Nove horas da manhã. A agitação da sede da Terrare Cosméticos não era inesperada, pois a empresa vivia fervilhando de atividade, mas naquele dia em especial os funcionários estavam mais alvoroçados que o comum. Quem usava sapatilhas trocava os sapatos por saltos altíssimos. Quem estava sem maquiagem aplicava batom e rímel. Quem se limitava a bisbilhotar as redes sociais abria os arquivos parados há alguns dias. Uma secretária ocupava-se em desarrumar cuidadosamente revistas de moda sobre uma mesinha. Um garçom abria uma garrafa de Perrier com gás e servia em uma taça de cristal finíssimo.

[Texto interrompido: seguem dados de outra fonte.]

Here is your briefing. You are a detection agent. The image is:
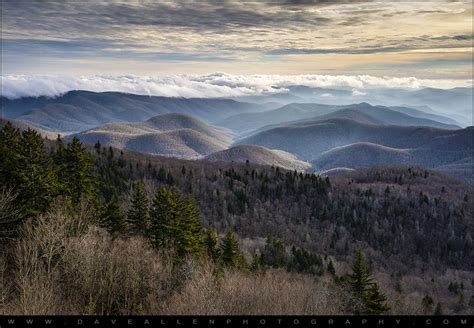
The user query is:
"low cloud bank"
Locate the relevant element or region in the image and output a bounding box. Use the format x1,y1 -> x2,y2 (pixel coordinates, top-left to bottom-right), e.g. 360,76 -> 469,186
1,73 -> 472,99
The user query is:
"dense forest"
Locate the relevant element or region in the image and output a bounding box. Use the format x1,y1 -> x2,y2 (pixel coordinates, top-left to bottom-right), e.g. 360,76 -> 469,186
0,123 -> 474,314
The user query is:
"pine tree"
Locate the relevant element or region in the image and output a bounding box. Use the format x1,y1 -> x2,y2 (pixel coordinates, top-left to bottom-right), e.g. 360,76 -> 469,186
221,228 -> 245,268
365,283 -> 390,314
149,187 -> 179,248
126,182 -> 149,233
349,249 -> 372,301
433,302 -> 443,315
0,122 -> 21,187
348,249 -> 390,314
101,196 -> 125,233
205,227 -> 220,262
15,129 -> 57,215
59,137 -> 97,204
176,195 -> 205,257
327,260 -> 336,276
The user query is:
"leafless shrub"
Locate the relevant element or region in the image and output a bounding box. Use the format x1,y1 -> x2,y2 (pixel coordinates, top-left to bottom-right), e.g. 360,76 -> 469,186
161,266 -> 350,315
0,187 -> 21,242
64,228 -> 170,314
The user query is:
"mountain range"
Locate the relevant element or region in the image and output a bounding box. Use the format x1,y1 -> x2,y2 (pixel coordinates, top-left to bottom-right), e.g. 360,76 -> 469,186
2,86 -> 474,182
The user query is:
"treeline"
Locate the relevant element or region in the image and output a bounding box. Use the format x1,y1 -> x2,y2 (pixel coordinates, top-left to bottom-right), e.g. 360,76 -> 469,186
0,124 -> 472,314
0,123 -> 389,314
0,122 -> 99,217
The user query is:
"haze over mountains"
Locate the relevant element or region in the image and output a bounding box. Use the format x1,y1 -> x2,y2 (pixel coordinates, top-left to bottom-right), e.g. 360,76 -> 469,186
2,86 -> 474,181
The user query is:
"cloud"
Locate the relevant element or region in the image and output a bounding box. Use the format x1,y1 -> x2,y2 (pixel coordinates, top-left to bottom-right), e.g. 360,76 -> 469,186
352,89 -> 367,97
1,73 -> 472,99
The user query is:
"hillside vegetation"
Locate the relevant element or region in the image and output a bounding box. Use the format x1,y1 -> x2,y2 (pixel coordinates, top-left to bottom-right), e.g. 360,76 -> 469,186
0,124 -> 474,314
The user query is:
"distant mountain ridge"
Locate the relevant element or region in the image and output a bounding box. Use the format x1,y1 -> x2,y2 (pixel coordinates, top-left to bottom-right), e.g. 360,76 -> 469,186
68,114 -> 232,159
2,91 -> 266,132
206,145 -> 310,171
217,103 -> 459,133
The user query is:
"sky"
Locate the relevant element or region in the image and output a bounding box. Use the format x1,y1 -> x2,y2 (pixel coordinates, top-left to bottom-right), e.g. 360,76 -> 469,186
1,0 -> 473,97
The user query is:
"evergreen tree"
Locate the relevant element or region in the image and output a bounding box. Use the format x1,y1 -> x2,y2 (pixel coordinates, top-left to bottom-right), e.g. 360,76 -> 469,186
0,122 -> 21,187
365,283 -> 390,314
221,228 -> 245,268
327,260 -> 336,276
433,302 -> 443,315
126,182 -> 149,233
60,137 -> 97,204
101,196 -> 125,233
348,249 -> 390,314
176,195 -> 205,257
205,227 -> 221,262
15,129 -> 56,215
149,187 -> 179,248
349,249 -> 372,302
149,187 -> 205,260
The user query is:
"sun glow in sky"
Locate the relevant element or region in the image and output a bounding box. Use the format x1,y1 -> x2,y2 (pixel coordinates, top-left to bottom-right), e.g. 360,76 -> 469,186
1,0 -> 473,79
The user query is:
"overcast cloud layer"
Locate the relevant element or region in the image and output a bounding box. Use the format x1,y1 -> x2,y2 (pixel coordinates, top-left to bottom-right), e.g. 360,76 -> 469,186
1,0 -> 473,79
1,73 -> 472,99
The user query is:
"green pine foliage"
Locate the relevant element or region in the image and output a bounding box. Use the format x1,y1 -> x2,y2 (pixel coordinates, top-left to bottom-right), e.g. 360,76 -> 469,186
148,187 -> 205,259
56,137 -> 98,204
204,227 -> 221,263
126,182 -> 149,234
348,249 -> 390,314
221,228 -> 246,268
100,196 -> 125,234
0,123 -> 57,216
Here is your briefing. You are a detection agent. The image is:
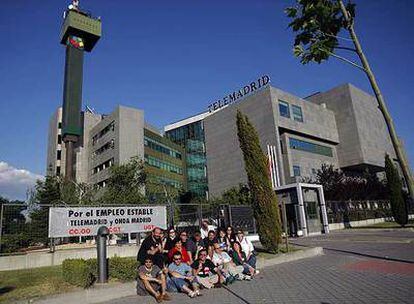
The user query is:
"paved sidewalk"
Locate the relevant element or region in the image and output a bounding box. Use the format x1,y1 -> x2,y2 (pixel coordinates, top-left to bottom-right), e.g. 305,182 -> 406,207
30,247 -> 323,304
100,253 -> 414,304
291,228 -> 414,263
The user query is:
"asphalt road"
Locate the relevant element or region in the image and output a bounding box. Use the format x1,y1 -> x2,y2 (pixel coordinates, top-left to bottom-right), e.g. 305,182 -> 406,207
291,228 -> 414,263
99,230 -> 414,304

Tudo porque a poderosa e implacável presidente da empresa, Paula, estava chegando. Paula era a viúva de Celso, fundador da empresa – morto em circunstâncias misteriosas há alguns anos –, e mãe da única herdeira do império, Ingrid, jovem tímida e reservada. Era uma mulher forte, corajosa e destemida, exigente com quem a cercava, criativa e inteligentíssima, usando de todas as suas armas para vencer a guerra comercial contra sua principal concorrente, Carmem Wollinger.

A rivalidade entre Paula e Carmem ia além das empresas. Na juventude, Carmem tinha sido noiva de Celso até ele conhecer e apaixonar-se por Paula, que, na época, era uma mera funcionária da Terrare. Carmem nunca tinha perdoado Paula pela perda de Celso e, à boca pequena, dizia-se que a platinada acusava a morena da morte do ex-noivo.

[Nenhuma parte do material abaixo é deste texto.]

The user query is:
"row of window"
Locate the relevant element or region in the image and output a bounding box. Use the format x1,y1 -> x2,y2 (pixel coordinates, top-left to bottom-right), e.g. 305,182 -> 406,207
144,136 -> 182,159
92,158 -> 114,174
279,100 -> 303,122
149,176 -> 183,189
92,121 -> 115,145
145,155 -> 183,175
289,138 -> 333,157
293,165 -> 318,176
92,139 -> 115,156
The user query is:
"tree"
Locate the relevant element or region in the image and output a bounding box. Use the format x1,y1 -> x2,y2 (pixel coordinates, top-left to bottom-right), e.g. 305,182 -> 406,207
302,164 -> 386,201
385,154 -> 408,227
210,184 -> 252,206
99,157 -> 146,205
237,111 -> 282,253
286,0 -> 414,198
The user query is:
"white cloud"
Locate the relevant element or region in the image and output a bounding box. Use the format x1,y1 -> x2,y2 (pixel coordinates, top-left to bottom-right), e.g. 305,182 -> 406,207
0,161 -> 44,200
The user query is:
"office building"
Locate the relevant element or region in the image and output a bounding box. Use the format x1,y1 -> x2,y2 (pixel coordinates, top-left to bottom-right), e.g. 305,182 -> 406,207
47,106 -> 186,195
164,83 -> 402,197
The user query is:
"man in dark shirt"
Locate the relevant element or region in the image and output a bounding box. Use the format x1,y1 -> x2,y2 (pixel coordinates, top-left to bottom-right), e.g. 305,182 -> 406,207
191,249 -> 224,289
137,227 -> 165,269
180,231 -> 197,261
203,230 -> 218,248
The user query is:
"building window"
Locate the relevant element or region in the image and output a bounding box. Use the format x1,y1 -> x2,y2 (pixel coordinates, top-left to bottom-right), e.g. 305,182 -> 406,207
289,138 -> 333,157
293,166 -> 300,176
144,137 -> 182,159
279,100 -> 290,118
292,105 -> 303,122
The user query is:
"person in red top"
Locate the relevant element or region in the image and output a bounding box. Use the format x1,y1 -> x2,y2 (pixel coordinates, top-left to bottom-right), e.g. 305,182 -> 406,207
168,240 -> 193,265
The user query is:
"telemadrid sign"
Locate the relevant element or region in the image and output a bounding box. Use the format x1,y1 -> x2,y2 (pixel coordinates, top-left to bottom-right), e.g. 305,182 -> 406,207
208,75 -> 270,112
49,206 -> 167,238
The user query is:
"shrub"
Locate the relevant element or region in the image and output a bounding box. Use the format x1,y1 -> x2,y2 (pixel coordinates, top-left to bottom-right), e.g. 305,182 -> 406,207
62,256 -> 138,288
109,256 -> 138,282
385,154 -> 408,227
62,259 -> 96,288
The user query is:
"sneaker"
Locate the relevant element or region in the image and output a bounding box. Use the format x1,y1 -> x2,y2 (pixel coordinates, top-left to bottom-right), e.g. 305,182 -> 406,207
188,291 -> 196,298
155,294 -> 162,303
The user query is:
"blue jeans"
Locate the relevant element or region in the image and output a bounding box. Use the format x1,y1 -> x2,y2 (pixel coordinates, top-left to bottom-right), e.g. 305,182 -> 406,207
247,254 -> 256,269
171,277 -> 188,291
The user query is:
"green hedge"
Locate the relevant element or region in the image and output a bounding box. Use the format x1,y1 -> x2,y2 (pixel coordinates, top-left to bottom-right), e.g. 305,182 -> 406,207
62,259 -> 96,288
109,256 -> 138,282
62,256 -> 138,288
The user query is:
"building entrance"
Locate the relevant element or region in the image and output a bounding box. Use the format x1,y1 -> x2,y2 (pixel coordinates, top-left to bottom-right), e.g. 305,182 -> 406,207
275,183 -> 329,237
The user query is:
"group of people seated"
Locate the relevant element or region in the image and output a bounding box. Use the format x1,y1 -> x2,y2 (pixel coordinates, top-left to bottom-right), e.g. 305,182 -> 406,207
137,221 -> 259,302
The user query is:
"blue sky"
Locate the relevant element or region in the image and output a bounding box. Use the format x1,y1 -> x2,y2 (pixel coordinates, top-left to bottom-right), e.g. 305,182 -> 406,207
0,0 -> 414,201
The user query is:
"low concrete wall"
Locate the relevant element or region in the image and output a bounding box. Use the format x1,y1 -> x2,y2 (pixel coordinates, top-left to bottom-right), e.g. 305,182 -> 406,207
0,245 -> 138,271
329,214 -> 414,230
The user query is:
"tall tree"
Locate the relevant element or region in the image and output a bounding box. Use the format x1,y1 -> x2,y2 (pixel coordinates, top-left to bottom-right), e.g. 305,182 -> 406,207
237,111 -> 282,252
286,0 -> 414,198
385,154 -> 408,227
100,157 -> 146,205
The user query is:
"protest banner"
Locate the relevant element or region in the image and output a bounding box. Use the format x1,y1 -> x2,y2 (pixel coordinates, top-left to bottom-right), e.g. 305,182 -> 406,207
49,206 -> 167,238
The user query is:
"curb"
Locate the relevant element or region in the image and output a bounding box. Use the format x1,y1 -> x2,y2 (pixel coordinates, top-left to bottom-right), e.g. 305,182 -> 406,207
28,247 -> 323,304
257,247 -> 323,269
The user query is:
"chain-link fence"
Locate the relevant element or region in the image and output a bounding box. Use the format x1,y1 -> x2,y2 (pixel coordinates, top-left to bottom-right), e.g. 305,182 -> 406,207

Quando o elevador abriu no andar do escritório de Paula, ela saiu. Era uma mulher alta, muito magra, com longos cabelos ondulados, castanhos com pontas loiras. Usava um vestido vermelho e óculos escuros, e trazia na mão uma clutch da mesma cor. O vice-presidente da empresa, Marcelo Pereira, a aguardava com um pote branco sem rótulo, o qual continha um creme claro.

– Meu creme masculino pro corpo inteiro que eu ainda não tenho nome? – Perguntou ela, mergulhando os dedos no creme e esfregando-o na pele. Tinha unhas longas, também vermelhas. Levou os dedos até o nariz, aspirando o aroma enquanto se dirigia à sala. Soltou um gemido deliciado, enquanto Marcelo também sentia o perfume. – Ah, Marcelo, este creme me traz cheiro de... liberdade. – Entregou a clutch à funcionária mais próxima, enquanto pegava uma xícara de chá do garçom. – Me fala, esse creme tem cheiro de quê?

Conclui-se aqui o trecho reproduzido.